Some departments have already complied with this section of the guidance. Others, like Defense, have gone the extra mile to add its complete catalog to the data.gov website, making it easy for users to easily search its full listings. Most agencies, however, have been somewhat slower in this process. In the interest of aiding any academics, activists, journalists or other citizens who would like to easily parse a larger pool of government data, we’ve made as much of it as we could available in human-readable format. To download an agency-by-agency list of available data sets, in some cases complete with formatting options and key words, you can:

  • Download this zip file, or
  • View the spreadsheets as Google docs here.

Unfortunately, we ran into a few problems during the process and, at press time, had not been able to convert JSON from the Department of the Interior and the Environmental Protection Agency. The most common problem appears to stem from incompatibility between our parser and the JSON files in question. Rest assured that Sunlight technologists are working hard to circumvent these issues. We will update this post, and the related downloads, as we progress. Below, see what the cleaned data listings look like for the Department of State (abbreviated to fit onto page).

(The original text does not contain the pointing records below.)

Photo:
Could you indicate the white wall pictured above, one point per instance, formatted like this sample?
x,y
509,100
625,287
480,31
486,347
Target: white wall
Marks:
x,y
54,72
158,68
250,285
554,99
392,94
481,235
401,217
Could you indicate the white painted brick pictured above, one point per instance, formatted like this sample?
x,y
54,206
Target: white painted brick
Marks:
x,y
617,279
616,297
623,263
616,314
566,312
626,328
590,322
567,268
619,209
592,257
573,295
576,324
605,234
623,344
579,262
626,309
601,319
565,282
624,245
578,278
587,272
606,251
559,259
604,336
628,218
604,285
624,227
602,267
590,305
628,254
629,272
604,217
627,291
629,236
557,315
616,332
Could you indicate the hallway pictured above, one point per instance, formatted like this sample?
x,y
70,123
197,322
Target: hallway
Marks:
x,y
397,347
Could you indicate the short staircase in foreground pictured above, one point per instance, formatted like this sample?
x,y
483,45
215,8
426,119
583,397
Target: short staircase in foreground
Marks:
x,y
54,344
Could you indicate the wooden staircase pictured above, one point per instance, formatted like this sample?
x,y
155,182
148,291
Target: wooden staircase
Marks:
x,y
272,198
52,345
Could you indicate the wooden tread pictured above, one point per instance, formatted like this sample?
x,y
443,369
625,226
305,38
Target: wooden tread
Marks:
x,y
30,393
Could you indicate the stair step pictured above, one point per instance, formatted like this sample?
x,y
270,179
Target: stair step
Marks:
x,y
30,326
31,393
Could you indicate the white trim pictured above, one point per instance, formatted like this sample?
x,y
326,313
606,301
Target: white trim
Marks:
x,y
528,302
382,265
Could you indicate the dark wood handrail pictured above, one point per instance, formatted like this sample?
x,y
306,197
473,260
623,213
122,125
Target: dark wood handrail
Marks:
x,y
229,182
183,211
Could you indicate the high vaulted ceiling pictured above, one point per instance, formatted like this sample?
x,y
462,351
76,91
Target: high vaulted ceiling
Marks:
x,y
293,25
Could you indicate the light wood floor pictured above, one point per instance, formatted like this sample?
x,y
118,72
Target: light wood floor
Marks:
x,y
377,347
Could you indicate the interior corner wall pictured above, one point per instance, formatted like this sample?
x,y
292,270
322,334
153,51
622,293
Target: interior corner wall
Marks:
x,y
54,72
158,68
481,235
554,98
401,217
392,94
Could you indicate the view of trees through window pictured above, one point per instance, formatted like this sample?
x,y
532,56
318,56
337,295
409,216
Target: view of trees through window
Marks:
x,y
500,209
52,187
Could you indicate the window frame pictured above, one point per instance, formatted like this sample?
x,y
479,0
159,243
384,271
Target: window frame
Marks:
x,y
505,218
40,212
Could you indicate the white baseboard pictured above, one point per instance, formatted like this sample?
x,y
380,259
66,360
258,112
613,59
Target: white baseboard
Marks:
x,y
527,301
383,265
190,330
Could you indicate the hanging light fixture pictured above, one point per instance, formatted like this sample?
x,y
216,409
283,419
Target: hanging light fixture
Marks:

Thanks to the guidelines crafted by Project Open Data, each metadata set uses the same set of schema, which gives information like the data set’s title, where to access the set (if it has been made publicly available), point of contact and data format among other things (see the full rundown of schema on Project Open Data’s page on Github).

Each data set will be delineated as either “public,” “restricted public” or “non-public” under the “accessLevel” heading. Agencies are not currently required to share information about their “non-public” data sets, although we have urged them to do so (and filed a FOIA request for all of the complete data inventories, including all non-public datasets). “Restricted public” data sets may include some information, related to things like personal privacy or national security, that needs to be redacted before releasing the larger data sets. The schema requires agencies to explain what aspects of these data sets are restricted.

However, for those data sets that are shared publicly, accessing the data can be as simple as accessing the URL provided in the metadata. While most of the data sets listed fall under the “public” or “restricted public” categories, you may be able to access part of “non-public” data sets through a Freedom of Information Act request.

Update 2:00 p.m. This post has been updated to reflect that the Open Data Executive Order requires data listings to be published in JSON format, this is separate from the requirement that listings also be human readable.